Hepimizin içinde yeni yerler, lezzetli tatlar ve farklı insanlarla tanışma merakı vardır. Birçok medeniyeti sınırları içinde yaşatmış olan, her bölgesinin kendine has doğası, yöresel zengin mutfağı ve daha sayamadığımız birçok özelliği kendisinde barındıran ülkemizde bulabiliriz. Tatil amaçlı yurtdışına çıkma hevesimiz varsa gidip görelim, fakat haz alamayıp ülkemize hayran olarak dönme olasılığımız da yüksektir.
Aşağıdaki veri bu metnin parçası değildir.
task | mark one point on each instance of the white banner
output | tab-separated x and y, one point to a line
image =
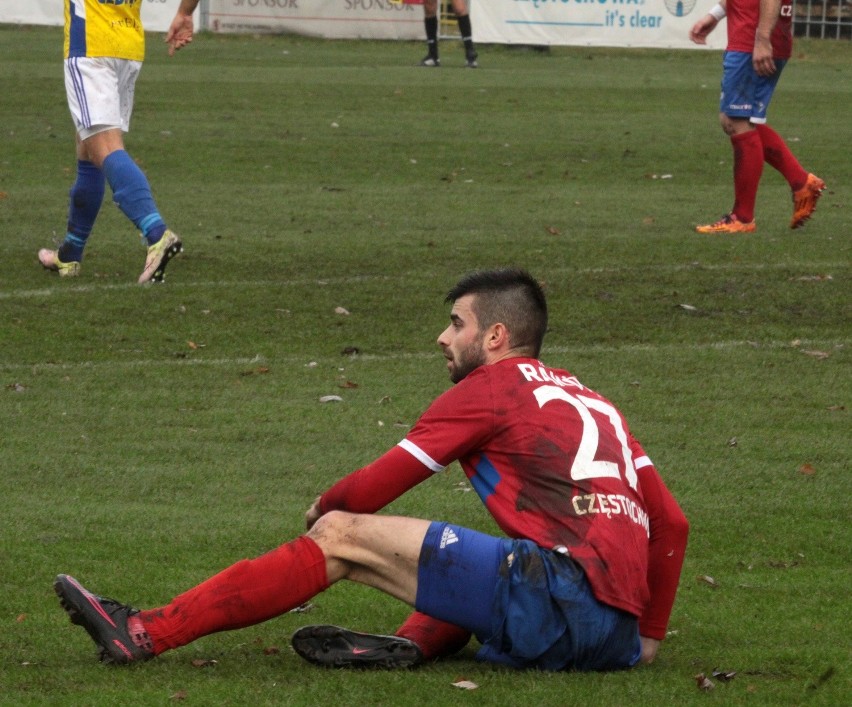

    İnsanlarının karakterinde kalıplaşmış düzeni, yüzlerindeki soğuk ta olsa gülümsemeyi ve teşekkür etmeyi huy edinmiş anlayışı görebiliriz. Ancak bizdeki misafirperverliği, insanların içinden gelen sıcak samimiyeti ve dört mevsim parlayan gök yüzündeki atmosferi yaratmanın kolay olmadığını, ayrıca insanların ihtiyaç duyduğu robotlaşmış gezegen değil, doğal bir ortamın olduğunu anlamış olacağız.

    Her cadde başında lüks restoranları görebiliriz, fakat içine girince midemizin bayram edeceği değil, cebimizden onlarca bayram harçlığı çıktığını fark etmiş olacağız. Mutfakları damak tadına uygun ve gelirleri bu harcamalar doğrultusunda yeterli olabilir. Ama o tatlar bizim yemeklerin yerini tutamayacağı gibi aşağı yukarı bir haftalık gelirimize de denk gelebilir.  Marketlerin reyonlarında da büyük özen ve titizlikle dizilmiş gıda ürünlerini görebiliriz. Lakin; Türk kahvesi ve çayını, baklava, lokum, höşmerim tatlısını, mercimek ve tarhana çorbasını, fasulye ve nohutu, bulgur, bamya, mantı, hamsi tava, çiğ ve içli köftelerini, çeşitli kebapları, lahmacun, pide, simit, yaprak sarma, dolma, yoğurt vs. zengin yemek kültürümüzdeki tatları hiçbir mekanda bulamayız.

   Geniş, düzgün caddeleri, düzenli konutları, zengin sanat ve görsel kültürleri de görebilirsiniz. Fakat tüm dünyadaki insanların süslü rüyası, bir Ayasofya’yı, Peri Bacaları’nı, Pamukkale’yi, Safranbolu evlerini, Nemrut Dağı’nı, Cumalıkızık köyünü, Damlataş Mağarasını, Antik Çağ'ın zirvesi Efes gibi ve daha sayamadığımız birçok tarihi zenginliğimizi başka hiçbir ülkede bulamayacağımızın farkına varacağız.

   Bu özetle saydıklarımızdan çıkaracağımız sonuç; sağlık, eğitim ve işimiz  gereği olmadığı takdirde, sadece yurtdışına seyahat etmiş olmak için, gezdiğimiz birkaç lüks mekanı ve yediğimizi içtiğimizi fotoğraflamak amacıyla gitmeyelim. Dünyada benzeri olmayan kendi vatanımızın zengin doğasını, eşsiz mutfağını ve kadim tarihini görselleştirip yaymayı, aynı zamanda içinde gururla yaşadığımız ülkemizin gelirine de katkıda bulunmuş olalım.